Moreover, as the decision mentions, when she filed a claim for unemployment benefits, the Department of Labor asked, "What was the reason you left this job?" Plaintiff's answer was:
I left as a result of my supervisor placing me in a very compromising position. His wife worked on campus and began to spread untrue rumors about a fictitious relationship between myself and her husband [my boss]. This began in September [actually before this]. I learned about this in September. We worked very closely since I was his deputy, we attended meetings, had conferences-normal activities that are required to effectively run a Police Department. I noticed that he began to change his working style. He did not inform
me of changes. He had me impose sanctions on employees [that I did not agree with] then [] rescind the sanction. He made untrue statements to other employees about problems that came up and placed blame on me. I had to go on medical leave in January for six weeks. He asked me "what are your plans" once my six weeks are up. I asked what did I mean and he stated "I was just wondering if you were going to find another job."
The court continues to appreciate that Plaintiff's application for unemployment benefits is not the be-all, end-all on whether Plaintiff was constructively discharged. But it reflects on Plaintiff's failure to meet her burden of proving that Defendant retaliated for whistle-blowing.
Plaintiff's continuing insistence that she felt "extreme hostility" continues to confuse her feelings with evidence from which a jury could find that DSU actually misbehaved. Otherwise, it is unclear why Plaintiff reminds the court that her whistle-blower complaint did not run afoul of the statue of limitations. Perhaps, that was intended to deflect the fact that Plaintiff's relating her resignation to her whistle-blowing came sixteen months after she resigned, and only after she had retained counsel.
II.
As to reargument of Plaintiff's defamation claim, Plaintiff reiterates that she has a witness who will testify that the defamation delayed her hiring in New York. Plaintiff re-emphasizes that Defendant never sought discovery about that witness. Plaintiff, however, continues to ignore the fact that Defendant filed a motion for summary judgment and, even now, Plaintiff has not supplied any evidence, such as an affidavit, to fend-off that summary judgment.

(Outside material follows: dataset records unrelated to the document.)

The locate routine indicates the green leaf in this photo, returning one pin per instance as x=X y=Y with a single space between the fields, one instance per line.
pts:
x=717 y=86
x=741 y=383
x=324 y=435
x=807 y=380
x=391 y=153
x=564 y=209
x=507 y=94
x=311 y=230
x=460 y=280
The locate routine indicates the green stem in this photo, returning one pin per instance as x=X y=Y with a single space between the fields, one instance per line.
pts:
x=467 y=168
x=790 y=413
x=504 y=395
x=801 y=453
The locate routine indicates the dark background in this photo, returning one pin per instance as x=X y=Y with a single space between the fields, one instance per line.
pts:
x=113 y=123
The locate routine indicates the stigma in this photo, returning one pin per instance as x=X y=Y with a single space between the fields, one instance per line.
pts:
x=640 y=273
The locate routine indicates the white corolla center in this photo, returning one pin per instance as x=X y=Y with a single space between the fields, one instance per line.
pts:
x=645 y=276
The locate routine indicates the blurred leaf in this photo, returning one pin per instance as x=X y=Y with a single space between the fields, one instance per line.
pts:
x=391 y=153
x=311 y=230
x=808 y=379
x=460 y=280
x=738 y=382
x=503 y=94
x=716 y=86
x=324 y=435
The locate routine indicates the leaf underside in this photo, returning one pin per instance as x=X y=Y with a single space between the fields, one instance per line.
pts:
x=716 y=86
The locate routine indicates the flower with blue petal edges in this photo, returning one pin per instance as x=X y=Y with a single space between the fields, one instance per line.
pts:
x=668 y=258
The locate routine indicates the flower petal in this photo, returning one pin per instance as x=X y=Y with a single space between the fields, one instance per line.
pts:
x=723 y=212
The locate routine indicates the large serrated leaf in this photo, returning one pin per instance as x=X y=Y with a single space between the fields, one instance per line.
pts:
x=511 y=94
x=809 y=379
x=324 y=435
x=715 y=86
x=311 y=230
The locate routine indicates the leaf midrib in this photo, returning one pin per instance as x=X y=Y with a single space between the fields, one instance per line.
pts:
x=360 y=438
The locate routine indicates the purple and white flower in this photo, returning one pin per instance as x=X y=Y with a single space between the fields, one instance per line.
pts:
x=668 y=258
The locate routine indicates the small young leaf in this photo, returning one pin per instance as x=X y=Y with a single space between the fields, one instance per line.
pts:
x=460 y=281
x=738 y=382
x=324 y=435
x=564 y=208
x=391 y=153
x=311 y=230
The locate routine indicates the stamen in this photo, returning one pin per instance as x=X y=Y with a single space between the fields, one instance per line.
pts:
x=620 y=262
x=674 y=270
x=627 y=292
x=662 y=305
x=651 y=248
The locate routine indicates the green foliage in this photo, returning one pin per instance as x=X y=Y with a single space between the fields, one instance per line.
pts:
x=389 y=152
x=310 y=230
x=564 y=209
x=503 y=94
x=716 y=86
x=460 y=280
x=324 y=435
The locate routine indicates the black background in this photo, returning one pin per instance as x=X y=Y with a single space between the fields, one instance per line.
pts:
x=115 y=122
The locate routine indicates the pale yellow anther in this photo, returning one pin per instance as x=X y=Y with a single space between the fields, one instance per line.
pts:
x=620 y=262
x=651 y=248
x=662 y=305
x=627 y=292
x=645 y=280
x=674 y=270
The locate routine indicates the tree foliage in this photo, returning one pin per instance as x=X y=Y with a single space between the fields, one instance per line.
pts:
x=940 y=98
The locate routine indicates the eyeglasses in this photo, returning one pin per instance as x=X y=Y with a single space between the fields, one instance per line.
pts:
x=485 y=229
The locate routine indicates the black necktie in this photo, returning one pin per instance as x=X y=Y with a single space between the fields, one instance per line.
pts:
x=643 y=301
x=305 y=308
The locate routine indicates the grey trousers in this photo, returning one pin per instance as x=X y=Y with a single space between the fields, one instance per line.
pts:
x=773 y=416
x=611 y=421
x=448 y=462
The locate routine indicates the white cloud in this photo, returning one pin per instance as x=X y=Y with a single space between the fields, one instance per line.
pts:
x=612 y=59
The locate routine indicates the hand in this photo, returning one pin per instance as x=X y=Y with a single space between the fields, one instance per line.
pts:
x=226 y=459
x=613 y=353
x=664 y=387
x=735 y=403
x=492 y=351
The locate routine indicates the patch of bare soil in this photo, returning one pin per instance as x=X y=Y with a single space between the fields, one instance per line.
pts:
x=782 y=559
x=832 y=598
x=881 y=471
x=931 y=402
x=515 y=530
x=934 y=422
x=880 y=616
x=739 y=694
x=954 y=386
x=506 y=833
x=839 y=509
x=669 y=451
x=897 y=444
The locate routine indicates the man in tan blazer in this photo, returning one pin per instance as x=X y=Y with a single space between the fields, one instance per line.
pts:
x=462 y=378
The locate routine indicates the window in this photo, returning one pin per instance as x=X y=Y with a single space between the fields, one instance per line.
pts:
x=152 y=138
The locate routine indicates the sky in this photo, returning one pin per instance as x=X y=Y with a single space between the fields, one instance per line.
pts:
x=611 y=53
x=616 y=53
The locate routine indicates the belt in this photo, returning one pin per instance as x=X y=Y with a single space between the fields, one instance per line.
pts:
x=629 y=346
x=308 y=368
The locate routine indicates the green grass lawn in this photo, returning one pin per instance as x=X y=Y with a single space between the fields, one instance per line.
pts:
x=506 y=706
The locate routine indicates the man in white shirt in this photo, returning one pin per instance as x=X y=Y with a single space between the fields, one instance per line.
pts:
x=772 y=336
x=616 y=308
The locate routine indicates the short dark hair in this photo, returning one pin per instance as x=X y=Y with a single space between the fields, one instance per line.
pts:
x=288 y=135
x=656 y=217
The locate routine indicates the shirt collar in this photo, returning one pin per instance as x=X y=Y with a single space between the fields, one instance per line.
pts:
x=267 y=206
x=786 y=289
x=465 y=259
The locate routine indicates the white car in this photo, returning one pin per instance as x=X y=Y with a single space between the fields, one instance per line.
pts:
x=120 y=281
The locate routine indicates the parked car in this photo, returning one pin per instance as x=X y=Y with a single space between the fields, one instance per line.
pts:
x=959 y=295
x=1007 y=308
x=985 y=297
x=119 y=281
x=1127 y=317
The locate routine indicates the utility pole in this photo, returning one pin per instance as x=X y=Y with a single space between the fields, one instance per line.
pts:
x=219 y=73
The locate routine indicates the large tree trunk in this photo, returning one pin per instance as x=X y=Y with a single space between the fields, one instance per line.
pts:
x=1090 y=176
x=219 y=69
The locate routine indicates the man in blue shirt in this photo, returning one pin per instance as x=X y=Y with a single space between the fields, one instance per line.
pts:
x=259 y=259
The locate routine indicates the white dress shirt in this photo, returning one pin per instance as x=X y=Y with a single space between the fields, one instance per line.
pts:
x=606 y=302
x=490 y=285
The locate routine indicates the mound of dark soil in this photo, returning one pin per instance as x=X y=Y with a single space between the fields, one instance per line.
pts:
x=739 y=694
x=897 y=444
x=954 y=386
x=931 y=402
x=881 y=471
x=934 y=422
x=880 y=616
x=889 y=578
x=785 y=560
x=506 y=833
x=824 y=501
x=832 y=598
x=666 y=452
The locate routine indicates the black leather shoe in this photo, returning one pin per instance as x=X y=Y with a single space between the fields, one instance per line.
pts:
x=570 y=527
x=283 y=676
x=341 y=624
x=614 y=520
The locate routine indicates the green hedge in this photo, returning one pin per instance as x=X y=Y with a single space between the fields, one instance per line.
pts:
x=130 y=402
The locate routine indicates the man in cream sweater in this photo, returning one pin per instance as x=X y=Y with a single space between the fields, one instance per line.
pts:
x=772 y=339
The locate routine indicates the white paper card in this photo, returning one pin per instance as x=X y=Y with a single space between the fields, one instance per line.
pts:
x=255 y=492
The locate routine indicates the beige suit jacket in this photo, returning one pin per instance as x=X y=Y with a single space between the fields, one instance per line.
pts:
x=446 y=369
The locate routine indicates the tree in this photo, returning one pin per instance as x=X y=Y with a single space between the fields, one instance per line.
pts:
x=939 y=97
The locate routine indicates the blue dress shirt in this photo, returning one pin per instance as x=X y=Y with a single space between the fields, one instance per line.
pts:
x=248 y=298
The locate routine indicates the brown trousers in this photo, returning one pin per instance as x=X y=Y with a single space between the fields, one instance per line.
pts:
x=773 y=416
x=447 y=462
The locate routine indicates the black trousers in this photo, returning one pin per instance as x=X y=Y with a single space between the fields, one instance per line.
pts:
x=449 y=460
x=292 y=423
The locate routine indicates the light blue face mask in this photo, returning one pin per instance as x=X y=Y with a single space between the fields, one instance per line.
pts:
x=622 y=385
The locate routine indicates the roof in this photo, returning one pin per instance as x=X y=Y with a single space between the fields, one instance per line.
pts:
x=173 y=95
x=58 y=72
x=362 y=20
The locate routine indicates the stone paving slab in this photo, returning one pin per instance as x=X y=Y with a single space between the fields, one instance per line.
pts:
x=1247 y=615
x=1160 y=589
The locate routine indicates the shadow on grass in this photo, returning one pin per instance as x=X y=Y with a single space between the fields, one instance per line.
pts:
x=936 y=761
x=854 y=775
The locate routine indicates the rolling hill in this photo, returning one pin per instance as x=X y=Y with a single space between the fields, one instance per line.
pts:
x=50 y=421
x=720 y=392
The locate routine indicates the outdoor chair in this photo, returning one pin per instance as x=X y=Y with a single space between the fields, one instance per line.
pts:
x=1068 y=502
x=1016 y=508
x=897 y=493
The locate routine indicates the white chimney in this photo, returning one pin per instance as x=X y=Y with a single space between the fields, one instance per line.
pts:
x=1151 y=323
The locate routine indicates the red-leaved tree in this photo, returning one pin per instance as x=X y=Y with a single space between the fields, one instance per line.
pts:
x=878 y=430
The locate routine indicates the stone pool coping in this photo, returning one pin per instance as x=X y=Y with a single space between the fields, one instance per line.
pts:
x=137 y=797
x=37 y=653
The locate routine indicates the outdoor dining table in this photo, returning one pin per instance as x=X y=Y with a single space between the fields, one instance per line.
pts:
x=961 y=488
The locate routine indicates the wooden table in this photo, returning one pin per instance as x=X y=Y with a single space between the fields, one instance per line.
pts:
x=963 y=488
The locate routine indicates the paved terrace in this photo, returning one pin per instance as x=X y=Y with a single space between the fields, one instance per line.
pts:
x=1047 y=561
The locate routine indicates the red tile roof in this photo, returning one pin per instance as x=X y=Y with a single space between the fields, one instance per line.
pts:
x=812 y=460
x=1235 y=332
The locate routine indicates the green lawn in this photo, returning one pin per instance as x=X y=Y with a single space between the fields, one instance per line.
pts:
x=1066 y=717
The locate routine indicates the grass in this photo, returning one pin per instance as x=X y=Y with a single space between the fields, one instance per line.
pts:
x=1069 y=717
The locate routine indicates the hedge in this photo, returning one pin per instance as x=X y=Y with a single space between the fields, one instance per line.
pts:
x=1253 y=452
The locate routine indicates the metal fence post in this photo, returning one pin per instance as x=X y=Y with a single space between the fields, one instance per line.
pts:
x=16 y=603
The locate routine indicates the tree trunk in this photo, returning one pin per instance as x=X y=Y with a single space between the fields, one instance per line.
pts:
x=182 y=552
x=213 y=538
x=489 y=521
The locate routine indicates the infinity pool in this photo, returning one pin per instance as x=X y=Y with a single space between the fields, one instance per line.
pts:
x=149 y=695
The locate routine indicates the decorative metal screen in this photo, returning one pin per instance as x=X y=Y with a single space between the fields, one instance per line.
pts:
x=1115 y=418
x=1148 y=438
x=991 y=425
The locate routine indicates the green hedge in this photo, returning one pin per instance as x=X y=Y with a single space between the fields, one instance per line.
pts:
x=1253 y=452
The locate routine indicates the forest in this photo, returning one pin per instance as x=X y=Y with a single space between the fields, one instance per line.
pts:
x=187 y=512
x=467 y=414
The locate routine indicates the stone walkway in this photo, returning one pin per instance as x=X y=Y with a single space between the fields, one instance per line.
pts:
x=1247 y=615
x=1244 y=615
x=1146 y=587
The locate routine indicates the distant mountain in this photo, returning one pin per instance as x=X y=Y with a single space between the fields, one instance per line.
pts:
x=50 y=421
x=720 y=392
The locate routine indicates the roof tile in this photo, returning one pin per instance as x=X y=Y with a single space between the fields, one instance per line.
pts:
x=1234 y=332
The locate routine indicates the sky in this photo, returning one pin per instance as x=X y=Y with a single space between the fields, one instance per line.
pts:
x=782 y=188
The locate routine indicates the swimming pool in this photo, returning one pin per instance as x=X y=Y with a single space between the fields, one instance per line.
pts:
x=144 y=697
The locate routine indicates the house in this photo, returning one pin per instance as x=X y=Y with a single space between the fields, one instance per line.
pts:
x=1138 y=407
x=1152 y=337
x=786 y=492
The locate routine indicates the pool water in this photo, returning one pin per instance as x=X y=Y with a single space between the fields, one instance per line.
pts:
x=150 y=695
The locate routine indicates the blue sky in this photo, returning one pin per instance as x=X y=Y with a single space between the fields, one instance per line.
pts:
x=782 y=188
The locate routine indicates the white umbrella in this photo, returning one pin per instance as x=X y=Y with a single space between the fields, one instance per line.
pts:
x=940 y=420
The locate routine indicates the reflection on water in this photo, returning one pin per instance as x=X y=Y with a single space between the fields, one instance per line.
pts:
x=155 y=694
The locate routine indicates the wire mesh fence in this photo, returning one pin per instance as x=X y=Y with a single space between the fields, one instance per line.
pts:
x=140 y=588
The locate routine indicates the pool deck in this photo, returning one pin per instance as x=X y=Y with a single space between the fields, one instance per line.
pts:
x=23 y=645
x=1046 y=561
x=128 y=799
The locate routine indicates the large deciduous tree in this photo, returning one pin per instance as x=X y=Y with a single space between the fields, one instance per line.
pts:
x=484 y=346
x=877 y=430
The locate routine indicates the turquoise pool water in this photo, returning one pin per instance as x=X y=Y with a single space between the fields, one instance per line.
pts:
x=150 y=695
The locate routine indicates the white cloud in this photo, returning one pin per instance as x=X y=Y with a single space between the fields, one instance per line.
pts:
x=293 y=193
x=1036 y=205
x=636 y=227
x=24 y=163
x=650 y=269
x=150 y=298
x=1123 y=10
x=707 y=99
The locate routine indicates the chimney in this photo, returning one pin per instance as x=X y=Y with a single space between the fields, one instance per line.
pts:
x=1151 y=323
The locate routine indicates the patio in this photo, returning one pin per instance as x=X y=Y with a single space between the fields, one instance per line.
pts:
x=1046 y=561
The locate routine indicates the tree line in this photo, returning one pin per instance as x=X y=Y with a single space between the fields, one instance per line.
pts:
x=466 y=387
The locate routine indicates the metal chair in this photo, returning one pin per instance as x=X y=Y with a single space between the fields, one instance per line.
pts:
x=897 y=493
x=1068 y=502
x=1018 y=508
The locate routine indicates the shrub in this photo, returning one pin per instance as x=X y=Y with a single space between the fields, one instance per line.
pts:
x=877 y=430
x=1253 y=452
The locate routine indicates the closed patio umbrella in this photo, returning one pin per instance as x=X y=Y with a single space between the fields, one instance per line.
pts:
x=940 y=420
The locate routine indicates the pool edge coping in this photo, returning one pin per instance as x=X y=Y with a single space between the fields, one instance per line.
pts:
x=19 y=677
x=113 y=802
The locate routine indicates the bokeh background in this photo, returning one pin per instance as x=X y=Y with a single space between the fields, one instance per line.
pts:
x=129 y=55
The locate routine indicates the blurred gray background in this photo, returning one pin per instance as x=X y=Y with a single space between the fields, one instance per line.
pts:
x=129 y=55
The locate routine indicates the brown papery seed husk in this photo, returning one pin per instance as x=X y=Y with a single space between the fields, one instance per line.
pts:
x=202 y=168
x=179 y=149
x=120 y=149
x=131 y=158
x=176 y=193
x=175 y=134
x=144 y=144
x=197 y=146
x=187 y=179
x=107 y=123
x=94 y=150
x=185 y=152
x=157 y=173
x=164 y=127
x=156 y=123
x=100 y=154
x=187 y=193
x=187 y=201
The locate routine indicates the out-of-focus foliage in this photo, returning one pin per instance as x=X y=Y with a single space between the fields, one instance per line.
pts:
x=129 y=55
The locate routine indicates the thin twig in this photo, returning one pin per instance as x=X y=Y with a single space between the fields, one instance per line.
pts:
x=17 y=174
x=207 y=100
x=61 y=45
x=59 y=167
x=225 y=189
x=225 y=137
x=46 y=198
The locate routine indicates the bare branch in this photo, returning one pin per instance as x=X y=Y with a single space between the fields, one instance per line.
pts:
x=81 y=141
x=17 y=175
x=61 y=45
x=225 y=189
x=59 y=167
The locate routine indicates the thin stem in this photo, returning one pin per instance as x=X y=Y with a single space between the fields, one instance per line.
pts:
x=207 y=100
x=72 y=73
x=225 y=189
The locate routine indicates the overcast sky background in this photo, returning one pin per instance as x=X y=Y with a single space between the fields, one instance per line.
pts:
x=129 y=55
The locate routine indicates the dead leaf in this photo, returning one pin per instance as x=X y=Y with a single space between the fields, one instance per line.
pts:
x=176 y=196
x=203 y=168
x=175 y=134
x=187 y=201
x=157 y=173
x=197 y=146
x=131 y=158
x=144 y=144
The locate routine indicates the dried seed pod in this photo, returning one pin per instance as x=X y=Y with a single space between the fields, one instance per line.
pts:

At best, Plaintiff's counsel merely responded by assuring the court that Plaintiff would have the necessary proof at trial. The court stands by its holding that a motion for summary judgment puts the non-moving party to its proof. A naked proffer from counsel is not enough to stop summary judgment. Again, the court emphasizes the fact that Plaintiff's proffer is vague and unsupported. While the court does not question the proffer's sincerity, the court will not lower its motion practice standards by sending this case to trial just to see what turns up.
III.
In closing, the court reiterates that it has reviewed the record in context and as a whole. The court remains satisfied that even if the jury believes Plaintiff's claims that she was threatened and treated hostilely, and even if she can point to some things that vaguely support her claim, taken as a whole, those things do not rise to the point where a jury could find that her resignation was justified and her claims can be proved. That is so, even when Plaintiff's claims are viewed in the light most favorable to her.